Le Wallstreet Journal consacre depuis quelques mois une section de plus en plus importante à l’univers de la vidéo sur IP. Il a d’ailleurs publié un article au mois de juillet dernier annonçant la venue de nouvelles entreprises nichées dans la diffusion via Internet de contenu vidéo sur les téléviseurs conventionnels. Le Journal de Montréal l’a reprit dans sa section Wallstreet du lundi.
Au cours des dernières années, bien des tentatives se sont soldées par un maigre engouement de la part des utilisateurs. Pourquoi? Il y a bien sûr les raisons technologiques qui s’estompent plus le temps avance, mais surtout une incapacité à rivaliser avec l’industrie télévisuelle conventionnelle qui n’apprécie pas de voir apparaître des compagnies technologiques sur leur terrain sacré.
Pourtant, selon moi, le succès de la télé-Internet passera par la diffusion et la distribution sur téléviseurs conventionnels. En 2007, la majorité du trafic vidéo sur Internet est le résultat de site web UGC (User Generated Content) à la YouTube et Break.com. Quand est-il du contenu de qualité et en haute définition? Il y a bien les tentatives des géants à vouloir porter leur contenu sur Internet, il n’en reste pas moins que ceux qui paient et téléchargent une émission de CBS sur iTunes sont représentés en grande partie par des utilisateurs précoces de nouvelles technologies. Accéder à du contenu vidéo via le web sur un PC est idéal et convient à du contenu YouTube, à des conférences de presse, des séminaires, des courts clips et extraits de films. Par contre, je vois mal mon père télécharger un film sur son PC et le regarder sur son écran 17 pouces assis sur une chaise de bureau… Je ne fais pas uniquement référence aux plus vieux. Je regarde mon fils de 11 ans qui lui aussi, lorsqu’il désire écouter un film, se met en mode passif, au neutre, s’écrase dans le fauteuil et fait la patate. Lorsqu’il est devant un écran d’ordinateur, 15 fenêtres sont ouvertes en même temps, certaines sur YouTube, d’autres sur MySpace et de la main gauche discute sur MSN, mais jamais il ne regardera un film, ou une émission entière devant le PC. L’humain est ainsi fait, et il désire par moments décrocher sans avoir à intervenir.

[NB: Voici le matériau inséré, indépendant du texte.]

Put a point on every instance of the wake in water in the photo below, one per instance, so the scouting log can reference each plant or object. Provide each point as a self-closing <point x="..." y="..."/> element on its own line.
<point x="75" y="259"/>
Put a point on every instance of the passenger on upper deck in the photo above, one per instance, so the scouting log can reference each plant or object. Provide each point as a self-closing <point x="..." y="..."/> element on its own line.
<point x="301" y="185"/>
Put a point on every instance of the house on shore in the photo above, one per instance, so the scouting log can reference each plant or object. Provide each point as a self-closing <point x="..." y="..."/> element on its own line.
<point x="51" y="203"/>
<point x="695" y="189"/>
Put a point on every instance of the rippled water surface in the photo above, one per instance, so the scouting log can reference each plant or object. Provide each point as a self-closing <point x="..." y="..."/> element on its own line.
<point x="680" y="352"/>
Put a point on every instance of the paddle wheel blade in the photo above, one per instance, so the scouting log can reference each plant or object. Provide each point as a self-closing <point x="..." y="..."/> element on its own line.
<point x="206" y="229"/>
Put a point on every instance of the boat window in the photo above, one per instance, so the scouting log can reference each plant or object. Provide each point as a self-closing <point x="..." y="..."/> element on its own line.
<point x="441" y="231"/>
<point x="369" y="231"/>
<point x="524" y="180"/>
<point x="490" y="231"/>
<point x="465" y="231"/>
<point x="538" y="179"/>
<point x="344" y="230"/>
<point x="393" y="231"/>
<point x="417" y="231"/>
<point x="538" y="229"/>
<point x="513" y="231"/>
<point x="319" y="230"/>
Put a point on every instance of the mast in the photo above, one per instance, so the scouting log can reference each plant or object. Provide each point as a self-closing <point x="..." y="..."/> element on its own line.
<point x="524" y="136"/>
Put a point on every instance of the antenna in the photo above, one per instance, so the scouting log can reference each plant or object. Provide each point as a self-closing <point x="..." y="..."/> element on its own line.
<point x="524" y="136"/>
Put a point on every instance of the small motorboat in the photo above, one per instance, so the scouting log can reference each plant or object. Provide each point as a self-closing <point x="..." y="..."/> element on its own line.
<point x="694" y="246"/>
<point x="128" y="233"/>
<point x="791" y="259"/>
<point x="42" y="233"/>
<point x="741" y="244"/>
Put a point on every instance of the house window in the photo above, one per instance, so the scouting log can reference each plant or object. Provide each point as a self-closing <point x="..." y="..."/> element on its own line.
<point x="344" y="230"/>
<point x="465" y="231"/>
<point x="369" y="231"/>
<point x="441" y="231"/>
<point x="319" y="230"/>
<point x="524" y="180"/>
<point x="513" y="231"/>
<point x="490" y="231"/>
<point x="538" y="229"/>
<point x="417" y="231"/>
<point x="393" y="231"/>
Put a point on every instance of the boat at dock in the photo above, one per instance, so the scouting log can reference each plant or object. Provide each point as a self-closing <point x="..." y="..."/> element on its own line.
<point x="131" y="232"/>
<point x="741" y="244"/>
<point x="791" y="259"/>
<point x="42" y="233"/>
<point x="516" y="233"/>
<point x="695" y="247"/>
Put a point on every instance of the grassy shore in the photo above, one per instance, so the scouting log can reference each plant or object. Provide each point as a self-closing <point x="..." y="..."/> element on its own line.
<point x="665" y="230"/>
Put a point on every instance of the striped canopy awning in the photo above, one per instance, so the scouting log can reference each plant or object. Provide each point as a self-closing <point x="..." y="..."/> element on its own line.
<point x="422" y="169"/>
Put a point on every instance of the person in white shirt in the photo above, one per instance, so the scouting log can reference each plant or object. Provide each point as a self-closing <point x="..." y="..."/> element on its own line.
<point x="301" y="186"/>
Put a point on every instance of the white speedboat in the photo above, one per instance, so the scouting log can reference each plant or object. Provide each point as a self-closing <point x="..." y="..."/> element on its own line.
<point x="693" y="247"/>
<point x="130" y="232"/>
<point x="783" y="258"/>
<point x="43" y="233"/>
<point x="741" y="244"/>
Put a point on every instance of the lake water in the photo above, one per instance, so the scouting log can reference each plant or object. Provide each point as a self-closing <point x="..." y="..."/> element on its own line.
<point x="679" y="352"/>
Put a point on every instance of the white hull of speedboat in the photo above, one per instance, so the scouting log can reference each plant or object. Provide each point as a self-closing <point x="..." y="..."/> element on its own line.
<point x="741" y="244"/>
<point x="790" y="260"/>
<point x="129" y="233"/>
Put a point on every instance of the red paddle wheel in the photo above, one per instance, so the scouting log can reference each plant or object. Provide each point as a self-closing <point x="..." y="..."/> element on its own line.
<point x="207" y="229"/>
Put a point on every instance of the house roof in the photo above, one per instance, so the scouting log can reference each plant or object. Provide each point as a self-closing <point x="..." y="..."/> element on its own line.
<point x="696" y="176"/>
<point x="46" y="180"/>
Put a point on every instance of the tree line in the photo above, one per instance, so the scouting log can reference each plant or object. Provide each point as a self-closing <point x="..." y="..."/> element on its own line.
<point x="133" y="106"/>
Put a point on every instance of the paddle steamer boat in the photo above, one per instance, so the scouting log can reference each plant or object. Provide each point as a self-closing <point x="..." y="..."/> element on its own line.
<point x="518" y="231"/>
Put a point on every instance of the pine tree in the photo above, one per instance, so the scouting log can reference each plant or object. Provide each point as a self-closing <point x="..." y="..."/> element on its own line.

Vous me direz qu’il y a bien les Apple.TV, les MS Media Center, les Xbox 360 et compagnie qui sont un bon point de départ, mais nous sommes loin d’une convivialité à toute épreuve. Et la bataille des formats dans un environnement fermé n’aide pas non plus à faire avancer rapidement la télé Internet, contrairement à ce qui a pu se produire avec les MP3 et l’industrie de la musique. Ces produits comblent bien un aspect, celui du téléchargement pour visionnement ultérieur, via le PC ou une télé raccordée. Mais quand est-il du direct? Le jour où nous aurons un produit nous permettant du confort de son salon d’accéder autant à des chaînes conventionnelles et à des chaînes d’InternetTV, nous aurons un gagnant et verrons alors l’industrie actuelle prendre un tournant qui est difficilement acceptable par les diffuseurs conventionnels. La toile de diffusion deviendra internationale et non délimitée par des territoires géographiques, elle le sera plutôt par des communautés d’intérêts.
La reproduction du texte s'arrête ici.